Open for business assessment
Even though Zimbabwe climbed 15 places on the ease of doing business rankings to 140 out of 190 ranked countries and amended its Indigenization and Empowerment Act which required 51% local ownership, not much has been done to protect property rights so as to sustain the open for business policy. The same applies to the much needed governance and institutional reforms that could provide economic stability in the country. The government itself has been at the forefront of violating court orders while property rights violations by politically connected citizens have not be condemned or punished. Government agencies still maintain a regime of redundant and cumbersome procedures for setting up new business operations, exporting or importing commodities into the country. Investing in agriculture and mining are of particular concern to potential investors as they are shrouded in secrecy and often require political favour. This has provided fertile ground for high level corruption which only attracts dubious investors.

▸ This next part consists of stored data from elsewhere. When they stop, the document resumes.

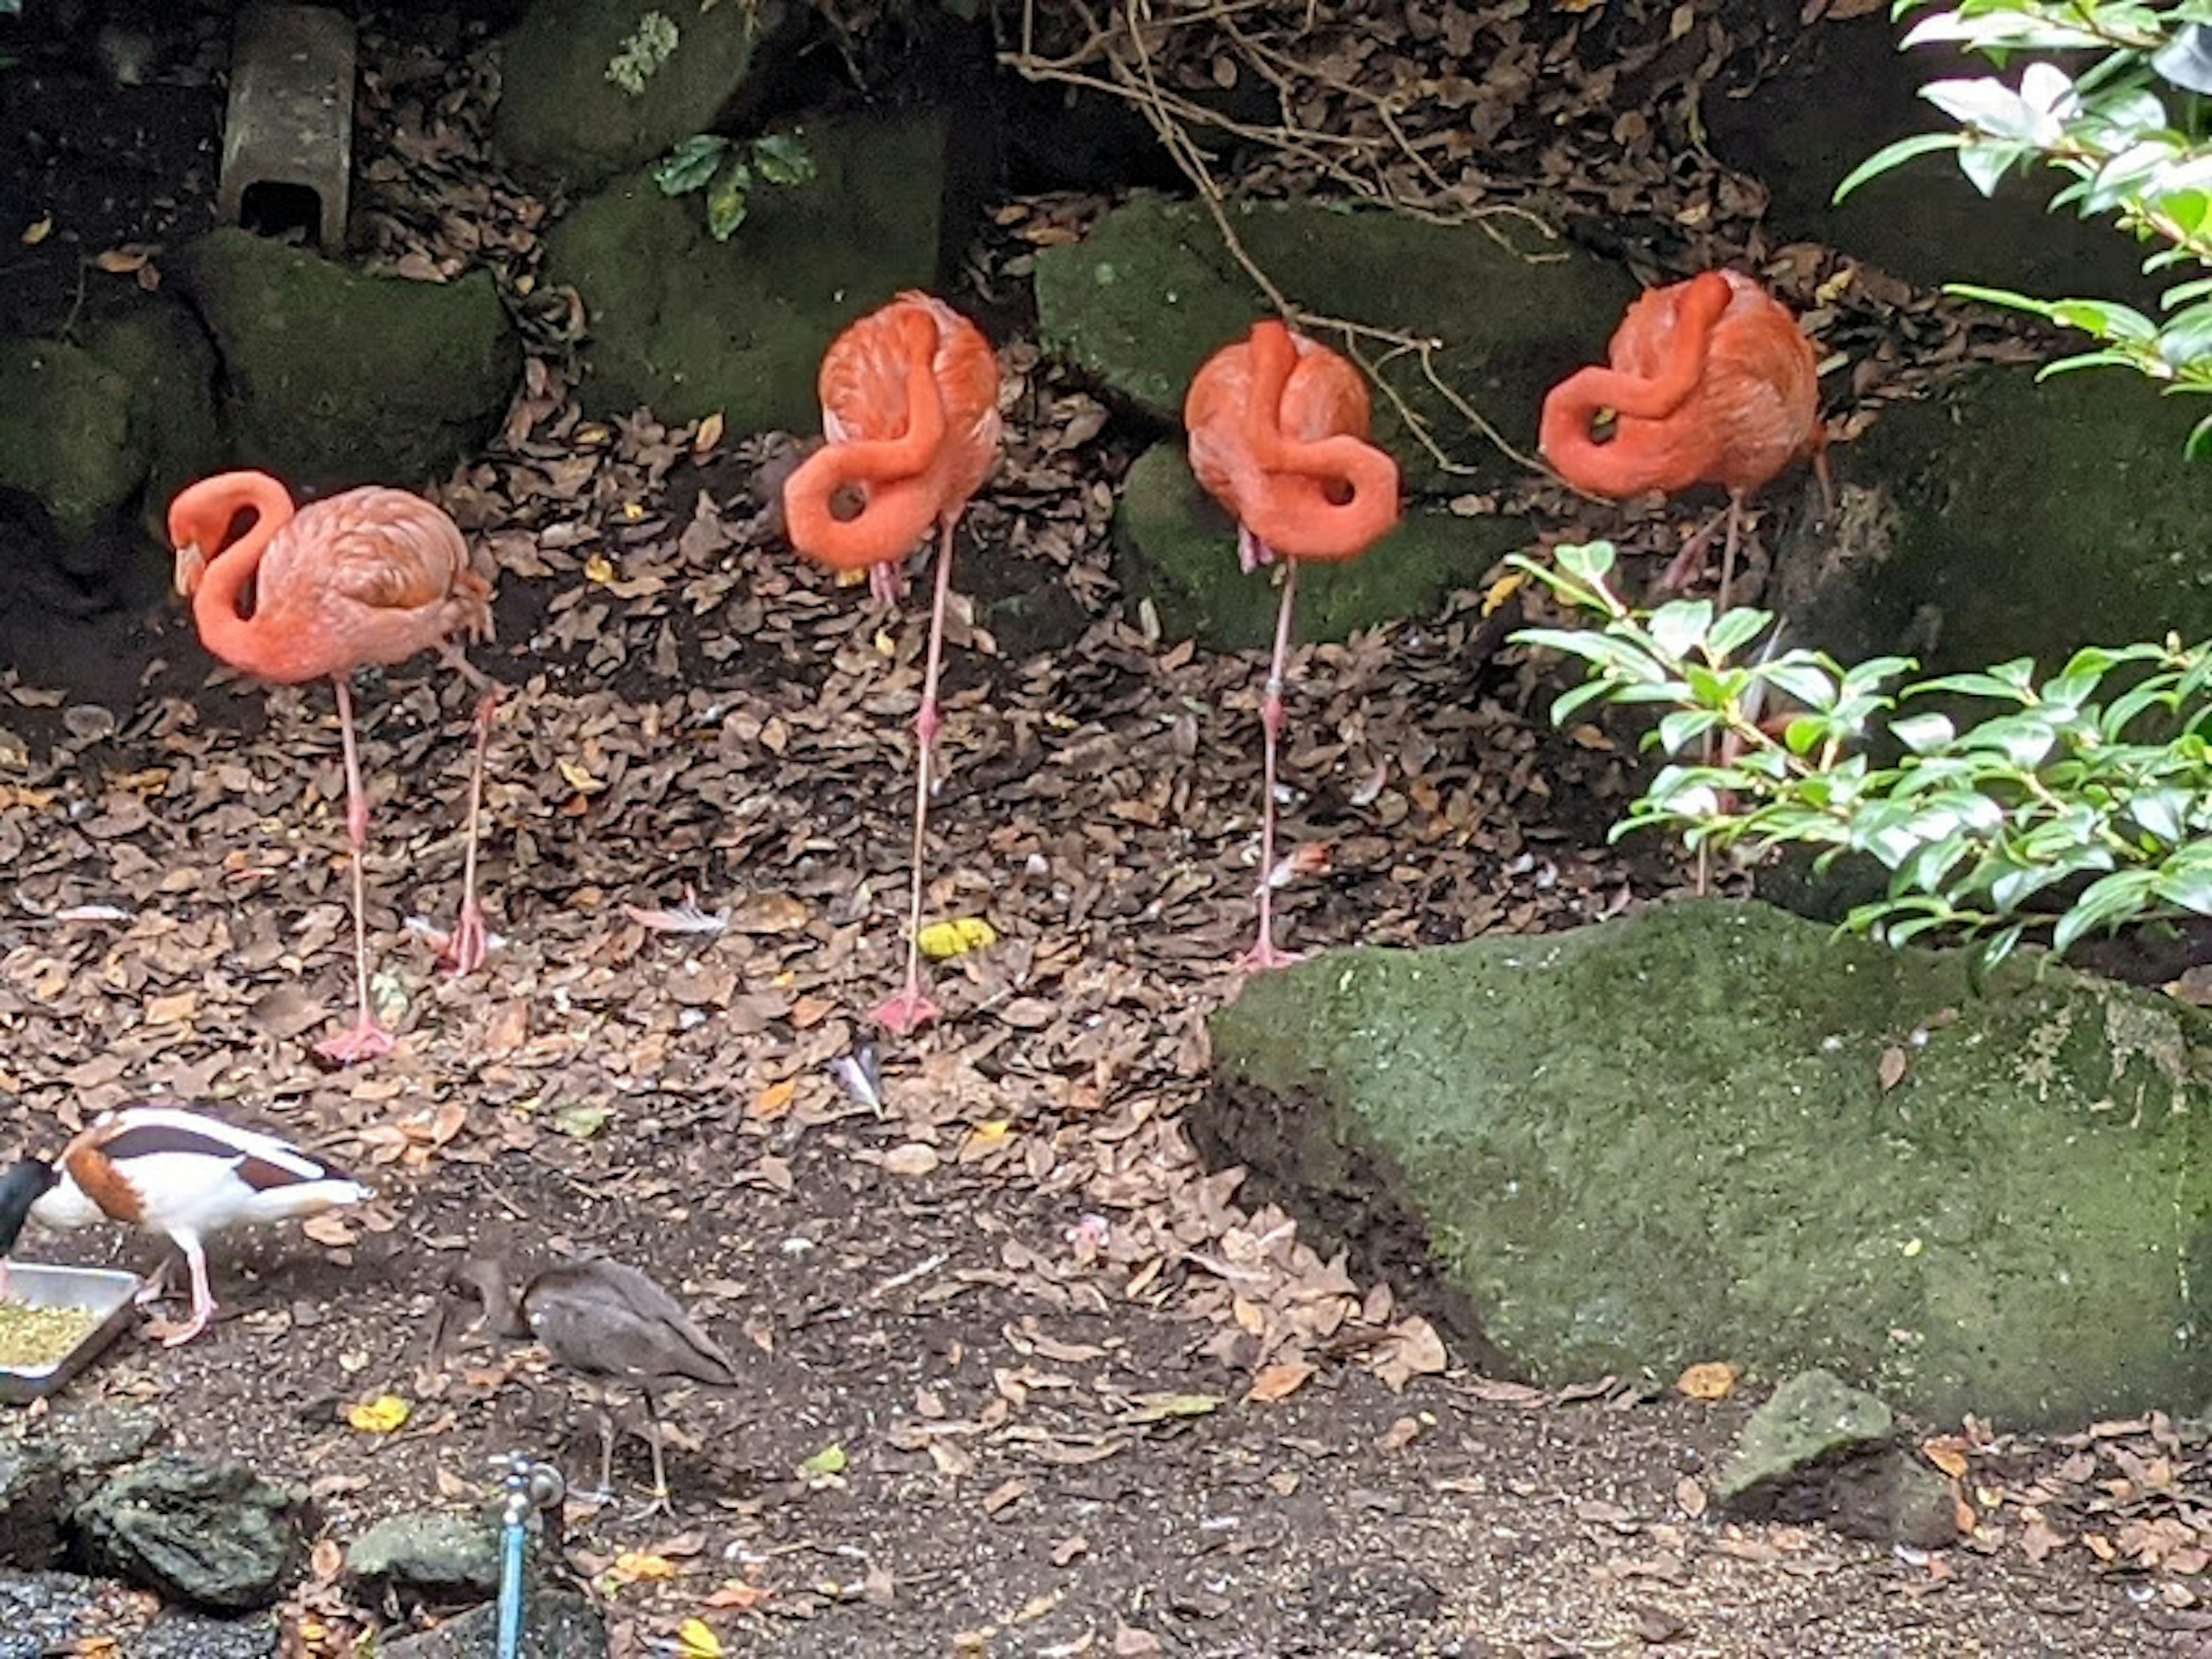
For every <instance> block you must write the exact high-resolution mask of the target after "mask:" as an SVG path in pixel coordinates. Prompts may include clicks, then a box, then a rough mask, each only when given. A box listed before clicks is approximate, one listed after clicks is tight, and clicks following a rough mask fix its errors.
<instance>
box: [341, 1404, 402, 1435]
mask: <svg viewBox="0 0 2212 1659" xmlns="http://www.w3.org/2000/svg"><path fill="white" fill-rule="evenodd" d="M411 1413H414V1409H411V1407H409V1405H407V1402H405V1400H403V1398H400V1396H396V1394H378V1396H376V1398H374V1400H363V1402H361V1405H349V1407H347V1409H345V1420H347V1422H349V1425H354V1427H356V1429H358V1431H361V1433H398V1431H400V1427H403V1425H405V1422H407V1418H409V1416H411Z"/></svg>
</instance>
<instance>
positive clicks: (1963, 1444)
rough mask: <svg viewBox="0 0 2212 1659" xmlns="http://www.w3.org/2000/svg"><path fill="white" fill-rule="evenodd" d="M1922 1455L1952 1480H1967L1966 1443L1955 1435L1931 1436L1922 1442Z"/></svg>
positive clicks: (1953, 1434) (1950, 1433)
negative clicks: (1933, 1464) (1935, 1464)
mask: <svg viewBox="0 0 2212 1659" xmlns="http://www.w3.org/2000/svg"><path fill="white" fill-rule="evenodd" d="M1920 1455H1922V1458H1927V1460H1929V1462H1931V1464H1936V1467H1938V1469H1942V1471H1944V1473H1947V1475H1951V1480H1964V1478H1966V1442H1964V1440H1962V1438H1960V1436H1955V1433H1942V1436H1931V1438H1929V1440H1922V1442H1920Z"/></svg>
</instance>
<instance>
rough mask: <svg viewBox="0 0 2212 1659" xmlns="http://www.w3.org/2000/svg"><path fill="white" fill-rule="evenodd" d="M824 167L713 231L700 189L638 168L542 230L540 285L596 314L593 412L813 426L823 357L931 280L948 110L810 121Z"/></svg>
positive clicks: (821, 166) (812, 132)
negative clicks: (564, 285)
mask: <svg viewBox="0 0 2212 1659" xmlns="http://www.w3.org/2000/svg"><path fill="white" fill-rule="evenodd" d="M799 139H801V142H803V144H805V148H807V153H810V155H812V157H814V166H816V177H814V179H812V181H807V184H799V186H763V188H759V190H754V195H752V201H750V208H748V212H745V223H743V226H739V230H737V234H734V237H730V241H714V239H712V237H710V234H708V230H706V215H703V210H701V206H699V199H697V197H677V199H670V197H664V195H661V190H659V186H655V184H653V179H650V177H648V175H646V173H630V175H624V177H622V179H617V181H615V184H611V186H606V190H602V192H599V195H595V197H591V199H588V201H582V204H580V206H577V208H575V212H571V215H568V217H566V219H564V221H562V223H560V226H557V228H555V230H553V234H551V237H546V281H555V283H573V285H575V290H577V292H580V294H582V296H584V310H586V312H588V316H591V341H588V343H586V347H584V383H582V387H580V396H582V398H584V407H586V409H591V411H593V414H599V416H606V414H628V411H630V409H635V407H639V405H650V407H653V409H655V411H657V414H659V416H661V418H664V420H697V418H701V416H708V414H712V411H717V409H719V411H721V416H723V420H726V422H728V429H730V431H732V434H750V431H814V429H816V427H818V425H821V405H818V403H816V394H814V374H816V369H818V365H821V354H823V349H825V347H827V345H830V341H832V338H836V334H838V330H843V327H845V325H847V323H849V321H852V319H854V316H858V314H860V312H865V310H872V307H874V305H880V303H885V301H887V299H891V294H896V292H898V290H902V288H933V285H936V281H938V274H940V248H942V239H945V173H947V146H949V144H951V142H953V135H951V117H949V115H945V113H942V111H929V113H916V115H896V117H858V119H849V122H836V124H810V126H805V128H801V131H799Z"/></svg>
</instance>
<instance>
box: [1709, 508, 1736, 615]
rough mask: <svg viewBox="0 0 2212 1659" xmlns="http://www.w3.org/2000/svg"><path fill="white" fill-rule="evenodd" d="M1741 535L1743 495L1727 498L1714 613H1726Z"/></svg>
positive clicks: (1734, 574)
mask: <svg viewBox="0 0 2212 1659" xmlns="http://www.w3.org/2000/svg"><path fill="white" fill-rule="evenodd" d="M1741 535H1743V495H1741V493H1732V495H1730V498H1728V540H1725V542H1723V544H1721V593H1719V597H1717V599H1714V615H1717V617H1725V615H1728V595H1730V591H1732V588H1734V586H1736V542H1739V540H1741Z"/></svg>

The recent command style directives paint a very bad picture on Zimbabwe as an unsafe investment destination where even the stock exchange can be shut down without consultation of the regulator or proper explanation of the motives to the hundreds of investors that will be impacted by such a directive. The selective application of the law and outright disregard for guarantees to property rights have no place in a country which parades itself as open for business and competes for the same foreign investment with its regional peers. Investors want an investment environment where their property is protected by the law (Independent Judiciary) and not by political interests as those constantly change with time or personalities. Secure property rights vastly improve economic productivity as evidenced by the recent declaration of Mauritius as the only High Income Country in Africa by the World Bank. Mauritius is the champion of offshore finance on the continent through priceless guarantees to property rights and rule of law.

In the end, there is a heavy economic cost to the recent assault on property rights through the recent pronouncements by the government. The cost is lack of economic development and investment (foreign or local). Local investors will actually feel safe to stash their investments in other countries while generating such proceeds from the local economy. Investors are not willing to commit their capital to the local economy in Public Private Partnerships (PPPs), Joint Ventures, Greenfield investments, buying struggling state entities or invest in other give away deals from Zimbabwe largely because of the government's tainted history of property rights violations. Therefore it is fair to point that the government overpromised potential investors with its open for business mantra and is now struggling to live with it.